The petition was started by local attorney Rose Pugliese, who says students she works with in the Young Republicans club told her they were concerned that their teachers were showing the film "An Inconvenient Truth" in class -- and not providing materials that refute global warming.
Pugliese turned in the petition to the school board during their May 25th meeting with 700 signatures. She attended Tuesday night's meeting.
"You know, I'm not going to say [the board's decision] is not something I expected," said Pugliese. "What we really wanted to do was bring it to the attention of the school board that these things are happening in our classrooms. Whether or not they believe it's happening I guess is an issue."
She says on a positive note, she's glad the attention her petition has received has got people talking about this issue, which she hopes can be a stepping stone for change in the future.
"This is an issue nationwide," said Pugliese. "It's getting national attention for a reason. People know this is going on in our schools and I think we need to bring those people together and start standing up for our kids."
Opponents of the petition also attended Tuesday's meeting and thanked the school board for their decision.
"I applaud the school board," said Richard Alward, a local scientist. "I think they took a principled stand and they stood up for rigorous science in our classrooms. I think that's an important thing for them to have done."

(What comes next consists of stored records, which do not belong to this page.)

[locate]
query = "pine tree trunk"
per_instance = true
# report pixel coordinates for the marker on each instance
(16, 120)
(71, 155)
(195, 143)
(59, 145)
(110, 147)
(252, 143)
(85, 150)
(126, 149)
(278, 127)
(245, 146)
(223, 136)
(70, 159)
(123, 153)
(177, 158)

Alward says too often people don't like the policy implications that come about from sound science -- and rather than target the policy makers they go after the science. While he believes an issue like global warming should be discussed in the public arena, he doesn't believe the politics surrounding it should be brought into the classroom.
"We don't teach that smoking is good and healthy as if it was the other side -- we just know that's wrong," said Alward. "What we have right now are people that want to delay certain policies who are pretending that their political arguments, their public relations arguments are science."
The board also rejected a second petition turned in by Pugliese asking them to bar teachers from bringing partisan politics in the classroom. Board members said they agreed that teachers should not be imparting their political views on students -- however, they felt the district already has the proper policies in place that allow parents and students to file formal complaints against teachers who do that.